A essas alturas, todos já haviam acordado.
Gervásio procurava explicar; gaguejava, agoniado:
- Não é nada disso, doutor... a gente chegou
agora de noite, não tinha pra onde ir, estava morto de cansaço. A gente só
deitou pra dormir um pouco...
- Mentira! Seu vagabundo, seu preguiçoso!
O guarda colocou um ponto final na discussão. A
cidade estava recebendo um grande número de retirantes e, por isto, havia um
terreno baldio destinado a eles, perto dali. Ensinou onde era; que fossem para
lá, juntar-se aos outros!
Foram. No improvisado acampamento, a miséria só
era superada pela solidariedade egoísta: gerada pela certeza de que a
sobrevivência do vizinho era a única probabilidade da própria sobrevivência.

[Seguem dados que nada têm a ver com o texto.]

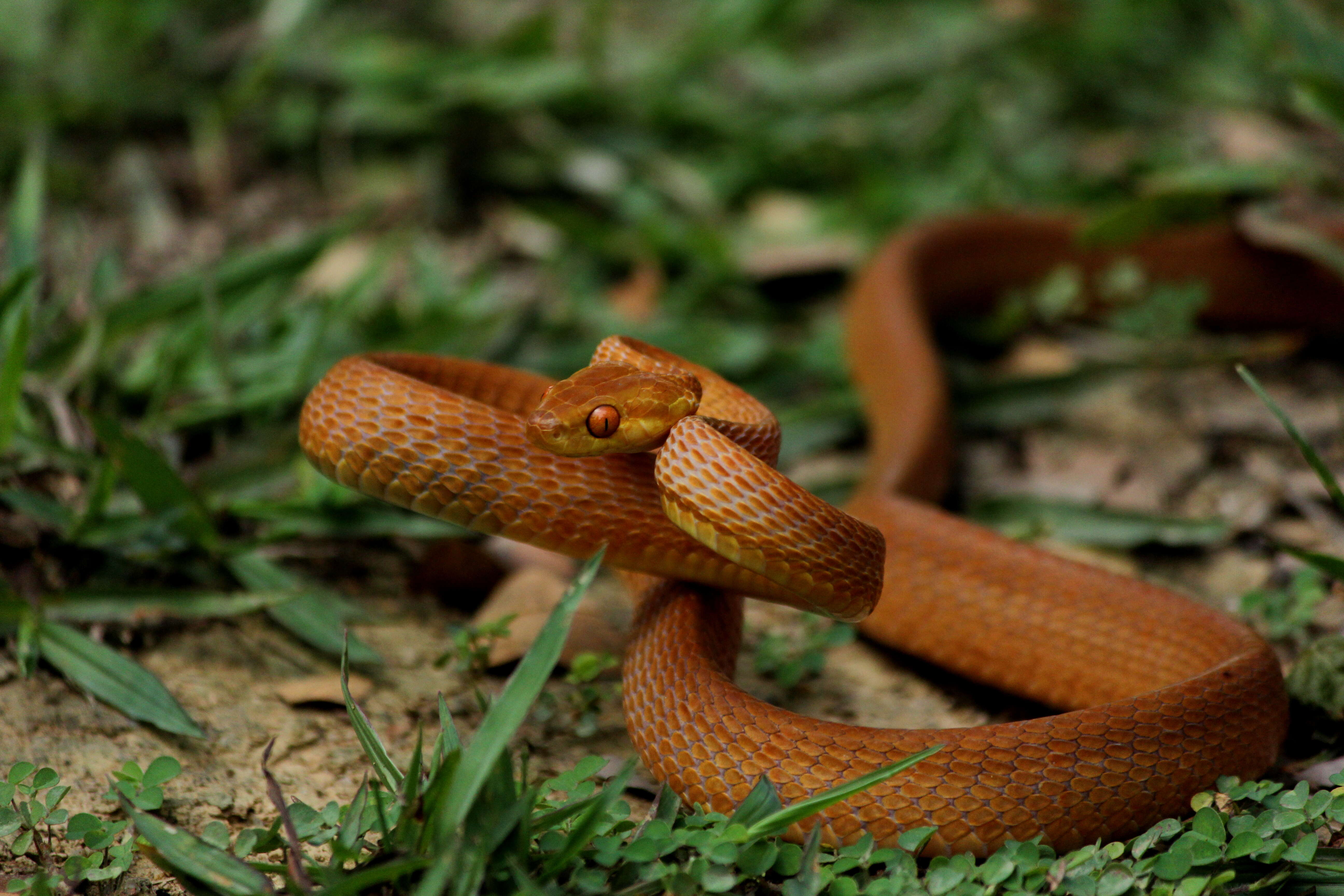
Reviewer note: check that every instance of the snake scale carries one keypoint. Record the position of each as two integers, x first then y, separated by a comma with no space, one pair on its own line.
1159,695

Quase todos dormiam sob o céu; apenas dois
privilegiados exibiam rotos pedaços de lona, sobre uma armação de paus. Ali
imperava o mesmo desânimo, a mesma tristeza do sertão agonizante. Conseguiram
alguma coisa para comer; para eles, torturados pela fome de muitos dias, um
verdadeiro banquete. Devoraram o pão duro, receberam como uma benção o café frio
e com gosto de barata. E ficaram sabendo como era a vida no acampamento.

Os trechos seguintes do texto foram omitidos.